Whether you believe in a higher power or not, it's pretty easy to see that everything in nature was created perfectly. The food chain ensures that plants feed animals and those animals feed other animals, who in turn feed the soil when they die. The soil feeds the plants that feed the animals and on and on....

It's the same for the human body. Injuries heal themselves over time. Our organs were designed to perform a specific role to keep the whole system running smoothly. But if you just had a little giggle, perhaps your system isn't running so smoothly. If you feel a bit like a 1972 Datsun, even though you try to eat right, chances are you're still not giving your body what it needs.

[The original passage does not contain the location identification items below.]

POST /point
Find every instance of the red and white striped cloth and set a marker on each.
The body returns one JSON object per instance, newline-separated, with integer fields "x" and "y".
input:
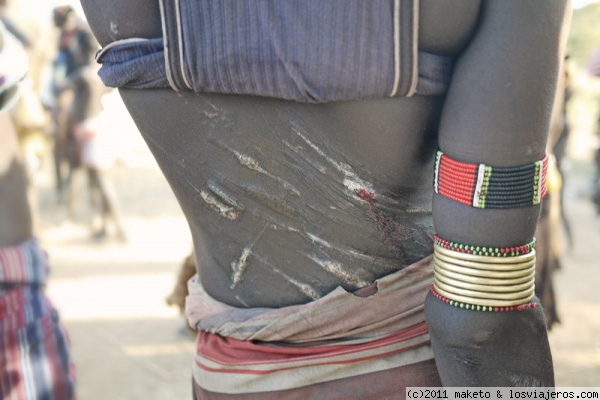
{"x": 34, "y": 347}
{"x": 339, "y": 336}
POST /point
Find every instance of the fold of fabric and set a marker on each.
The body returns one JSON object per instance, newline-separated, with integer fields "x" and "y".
{"x": 306, "y": 51}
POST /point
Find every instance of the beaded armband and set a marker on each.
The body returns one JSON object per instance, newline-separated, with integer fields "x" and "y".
{"x": 484, "y": 186}
{"x": 488, "y": 279}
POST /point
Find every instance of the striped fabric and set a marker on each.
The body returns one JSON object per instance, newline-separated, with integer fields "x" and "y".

Why do we have taste buds? Why are they different from one person to the next? And why do our tastes change over time? Because they're part of our perfect system. Taste buds don't just tell you what you like to eat; more importantly they tell you what you need to eat.

We all have different tastes because our bodies are unique, needing different nutrients. Some people love salads, and these people need greens. Others feel they couldn't live without red meat. These people need more protein than others.

I went on an alkaline diet once. No red meat, no pasta, no bread, no chocolate, no alcohol...basically fruit and veg, nuts and the odd bit of fish or chicken. How did it go?

In the first week, I felt hungry all the time and my concentration went out the window. I was training nearly 20 hours a week and lost 2kg. I should mention that losing weight was not my goal. I wanted to increase my energy levels so I could train harder.

In the next week, I lost another 2kg, and with little body fat, it took less than 2 weeks for people to notice I was losing muscle. So against the 'expert' nutritionist's advice, I added bread and small portions of red meat to my diet. Immediately my concentration improved and the 2 weeks of constant hunger was wonderfully over.

What was the problem? The ‘expert’ was telling me what worked for him. My body, however, was being starved of the nutrients it needed. When your body is hungry and runs out of fat to consume, if you keep ignoring those hunger pains, it'll simply start eating muscle. It's very clever....and resourceful.

This was a very important lesson for me - experts don't know everything. I needed to involve my body in the conversation about what it needed.

Of course, we can train our body in bad habits, just as we can train it in good ones. If you're on a regular diet of fast food and chocolate, then your body’s been trained to crave sugar, and it’s all very confused. There's a disengagement between what your body thinks it wants and what it actually needs.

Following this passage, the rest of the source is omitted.